Nobers also criticized the Biden Administration’s decision to cancel the Keystone XL Pipeline and implement an illegal leasing ban on oil and natural gas production on federal lands, and that innovation – as seen in Pittsburgh – is needed to meet our energy and environmental goals:
“The Pittsburgh model can help fill this gap. It draws on lessons learned from our state’s history of abundant natural resources and industrial evolution. Pennsylvania natural gas helped reduce emissions in the state as much as 92 percent since 1990, per a 2019 analysis. Government restrictions didn’t produce that outcome; industry, market forces, and smart policies did.”
It’s not just in Pennsylvania where business leaders are seeing the value of linking up natural gas and renewables. In Colorado, the state’s largest power utility, Xcel, is following the same complementary model:
“Xcel, like other utilities, hopes to use natural gas to supply reliable power even as renewable sources fluctuate with the weather. … The proposed plan from Xcel Energy calls for 1,300 megawatts in ‘dispatchable’ generation to balance the power supply.”
Likewise, in Florida, Gulf Power announced last year it was transitioning generator units from coal to natural gas, enabling the electric utility to reduce its carbon footprint at the facility by 40 percent, while at the same time installing 30 million solar panels throughout the state.
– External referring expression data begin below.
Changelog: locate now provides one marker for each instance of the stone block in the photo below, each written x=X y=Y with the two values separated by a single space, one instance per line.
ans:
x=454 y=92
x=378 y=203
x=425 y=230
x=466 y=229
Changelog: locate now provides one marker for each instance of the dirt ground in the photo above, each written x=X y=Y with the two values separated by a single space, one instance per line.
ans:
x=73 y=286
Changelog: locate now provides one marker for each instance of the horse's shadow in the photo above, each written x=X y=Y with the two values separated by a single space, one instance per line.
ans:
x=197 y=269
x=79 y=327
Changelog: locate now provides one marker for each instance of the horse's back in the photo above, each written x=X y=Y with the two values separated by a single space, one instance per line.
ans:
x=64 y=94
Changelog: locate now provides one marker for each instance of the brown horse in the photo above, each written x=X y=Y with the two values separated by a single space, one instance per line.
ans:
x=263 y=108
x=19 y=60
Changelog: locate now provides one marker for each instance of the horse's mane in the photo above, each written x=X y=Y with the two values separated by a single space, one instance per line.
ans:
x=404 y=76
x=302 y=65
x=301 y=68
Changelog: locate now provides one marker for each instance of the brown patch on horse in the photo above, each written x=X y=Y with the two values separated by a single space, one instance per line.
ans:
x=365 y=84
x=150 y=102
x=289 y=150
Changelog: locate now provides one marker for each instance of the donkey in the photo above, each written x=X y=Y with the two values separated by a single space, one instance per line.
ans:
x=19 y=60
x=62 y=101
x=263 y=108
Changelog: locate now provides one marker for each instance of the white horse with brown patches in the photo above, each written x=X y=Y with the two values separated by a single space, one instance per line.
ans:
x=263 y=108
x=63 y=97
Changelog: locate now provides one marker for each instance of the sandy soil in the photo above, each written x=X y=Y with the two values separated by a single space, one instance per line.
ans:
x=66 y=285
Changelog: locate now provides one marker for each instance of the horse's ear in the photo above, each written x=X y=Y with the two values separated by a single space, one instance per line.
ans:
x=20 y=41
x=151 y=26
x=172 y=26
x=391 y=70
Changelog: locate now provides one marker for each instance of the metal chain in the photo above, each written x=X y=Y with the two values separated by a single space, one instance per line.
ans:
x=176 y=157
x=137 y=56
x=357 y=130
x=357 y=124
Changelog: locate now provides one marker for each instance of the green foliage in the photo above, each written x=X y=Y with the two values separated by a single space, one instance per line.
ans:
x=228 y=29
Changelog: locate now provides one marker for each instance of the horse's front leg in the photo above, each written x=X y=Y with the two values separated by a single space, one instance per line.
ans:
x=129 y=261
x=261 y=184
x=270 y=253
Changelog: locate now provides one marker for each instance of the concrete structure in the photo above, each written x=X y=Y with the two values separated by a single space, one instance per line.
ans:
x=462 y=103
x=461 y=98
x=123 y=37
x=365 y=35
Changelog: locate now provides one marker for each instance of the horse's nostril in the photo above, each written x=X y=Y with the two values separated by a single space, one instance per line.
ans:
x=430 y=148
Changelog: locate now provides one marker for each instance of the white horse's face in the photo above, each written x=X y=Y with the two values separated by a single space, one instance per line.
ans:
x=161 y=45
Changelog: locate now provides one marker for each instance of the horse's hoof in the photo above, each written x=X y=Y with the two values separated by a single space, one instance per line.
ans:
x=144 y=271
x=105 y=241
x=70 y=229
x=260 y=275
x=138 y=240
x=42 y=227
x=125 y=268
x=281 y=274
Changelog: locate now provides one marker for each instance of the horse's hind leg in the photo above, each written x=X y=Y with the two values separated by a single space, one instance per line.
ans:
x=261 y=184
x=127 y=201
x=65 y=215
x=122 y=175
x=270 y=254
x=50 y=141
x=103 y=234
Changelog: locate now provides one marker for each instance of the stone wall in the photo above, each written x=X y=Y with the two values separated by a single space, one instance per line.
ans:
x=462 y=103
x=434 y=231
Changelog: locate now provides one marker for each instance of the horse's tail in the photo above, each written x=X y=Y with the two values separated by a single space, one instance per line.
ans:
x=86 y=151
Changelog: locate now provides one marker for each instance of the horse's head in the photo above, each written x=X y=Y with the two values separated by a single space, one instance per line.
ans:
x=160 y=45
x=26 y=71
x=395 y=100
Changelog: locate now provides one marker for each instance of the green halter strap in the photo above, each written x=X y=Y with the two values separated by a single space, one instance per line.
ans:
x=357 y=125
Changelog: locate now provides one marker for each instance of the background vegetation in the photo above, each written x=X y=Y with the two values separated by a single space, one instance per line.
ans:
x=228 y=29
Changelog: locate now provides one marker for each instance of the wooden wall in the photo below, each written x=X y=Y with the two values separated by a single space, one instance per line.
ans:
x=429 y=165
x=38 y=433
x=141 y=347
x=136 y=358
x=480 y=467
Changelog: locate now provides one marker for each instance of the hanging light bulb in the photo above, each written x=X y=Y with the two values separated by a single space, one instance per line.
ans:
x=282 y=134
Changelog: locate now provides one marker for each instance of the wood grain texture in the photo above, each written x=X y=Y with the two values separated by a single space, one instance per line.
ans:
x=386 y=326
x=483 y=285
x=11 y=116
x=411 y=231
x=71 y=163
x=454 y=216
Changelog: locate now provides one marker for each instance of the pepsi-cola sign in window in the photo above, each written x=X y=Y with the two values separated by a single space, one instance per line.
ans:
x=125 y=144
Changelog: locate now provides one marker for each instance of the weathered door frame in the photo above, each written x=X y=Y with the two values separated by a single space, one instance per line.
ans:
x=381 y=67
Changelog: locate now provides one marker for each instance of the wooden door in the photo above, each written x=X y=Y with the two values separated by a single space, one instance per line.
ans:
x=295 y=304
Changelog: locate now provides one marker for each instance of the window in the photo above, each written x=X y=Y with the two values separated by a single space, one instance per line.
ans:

Again, that utility highlighted the complementary nature of the two fuels:
“We look forward to continuing to invest in cleaner energy solutions for Northwest Florida, including more efficient natural gas technology as well as emissions-free solar farms.”
The Pittsburgh example – along with those in Colorado and Florida – show once again why the Washington Post proclaims that it “Turns out wind and solar have a secret friend: Natural gas.”